FOR IMMEDIATE RELEASE | October 09, 2019
American Chemical Society’s president comments on award of 2019 Nobel Prize in Chemistry
WASHINGTON, Oct. 9, 2019 — On behalf of the American Chemical Society (ACS), President Bonnie Charpentier, Ph.D., congratulates today’s winners of the Nobel Prize in Chemistry: John B. Goodenough, Ph.D., the University of Texas at Austin; M. Stanley Whittingham, Ph.D., Binghamton University, State University of New York; and Akira Yoshino, Ph.D., Asahi Kasei Corporation and Meijo University (Japan). The Royal Swedish Academy of Sciences awarded the prize “for the development of lithium-ion batteries.”
“In this, the International Year of the Periodic Table, I am so thrilled that three of our members, with almost a century of combined ACS membership, have been honored with the 2019 Nobel Prize in Chemistry for their invention and development of the lithium-ion battery,” says Charpentier. “In the face of increasing threats from extreme climate change, today’s announcement shines a welcome bright light on the portability of energy that has enabled unprecedented advances in communication, transportation and other tools to support critical aspects of life around the world.”
Goodenough has been a member of ACS for 44 years. Whittingham has been a member of ACS for 46 years, and in the past has served as chair of the Binghamton Local Section and on the Member Committee on the Petroleum Research Fund. Yoshino has been a member of ACS for eight years.
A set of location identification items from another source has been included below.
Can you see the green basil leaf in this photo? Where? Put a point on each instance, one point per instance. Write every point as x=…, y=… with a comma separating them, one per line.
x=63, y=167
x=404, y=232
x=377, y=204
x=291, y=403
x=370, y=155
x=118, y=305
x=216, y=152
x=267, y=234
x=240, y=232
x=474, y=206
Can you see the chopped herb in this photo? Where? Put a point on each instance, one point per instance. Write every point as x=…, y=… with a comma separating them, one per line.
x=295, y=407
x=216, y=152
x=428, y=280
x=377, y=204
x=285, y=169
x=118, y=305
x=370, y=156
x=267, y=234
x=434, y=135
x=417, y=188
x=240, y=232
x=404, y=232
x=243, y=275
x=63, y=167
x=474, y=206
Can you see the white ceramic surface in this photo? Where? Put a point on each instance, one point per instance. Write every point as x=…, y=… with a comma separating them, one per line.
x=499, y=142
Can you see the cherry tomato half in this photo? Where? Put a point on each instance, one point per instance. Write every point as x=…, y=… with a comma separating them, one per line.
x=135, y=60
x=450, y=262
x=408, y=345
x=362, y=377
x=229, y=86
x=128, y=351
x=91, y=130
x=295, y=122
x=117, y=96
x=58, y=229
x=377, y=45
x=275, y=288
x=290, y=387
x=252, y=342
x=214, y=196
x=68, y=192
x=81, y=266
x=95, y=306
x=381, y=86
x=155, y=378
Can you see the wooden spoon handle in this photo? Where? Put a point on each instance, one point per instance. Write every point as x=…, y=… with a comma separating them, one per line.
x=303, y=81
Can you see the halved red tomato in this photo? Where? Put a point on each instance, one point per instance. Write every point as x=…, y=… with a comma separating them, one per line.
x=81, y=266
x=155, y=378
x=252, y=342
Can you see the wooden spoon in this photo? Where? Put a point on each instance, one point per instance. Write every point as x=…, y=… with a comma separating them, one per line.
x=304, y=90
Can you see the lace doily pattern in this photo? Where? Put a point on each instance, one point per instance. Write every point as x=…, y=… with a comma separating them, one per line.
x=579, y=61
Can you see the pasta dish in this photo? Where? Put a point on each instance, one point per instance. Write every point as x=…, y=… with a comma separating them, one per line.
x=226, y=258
Both Goodenough and Whittingham have published articles in some of ACS’ 60 peer-reviewed journals. In addition, news articles on the work have appeared in Chemical & Engineering News (C&EN), ACS’ weekly newsmagazine. Goodenough was recently featured in a C&EN podcast: At 97, lithium-ion battery pioneer John Goodenough says his work is not done. Articles are available from the contacts below.
News media can arrange telephone interviews with Charpentier or other experts in the field by calling or emailing ACS at the contact information below. In addition, a Speaking of Chemistry video on the Nobel Prize in Chemistry will be posted.
The American Chemical Society, the world’s largest scientific society, is a nonprofit organization chartered by the U.S. Congress. ACS is a global leader in providing access to chemistry-related information and research through its multiple databases, peer-reviewed journals and scientific conferences. ACS does not conduct research, but publishes and publicizes peer-reviewed scientific studies. Its main offices are in Washington, D.C., and Columbus, Ohio.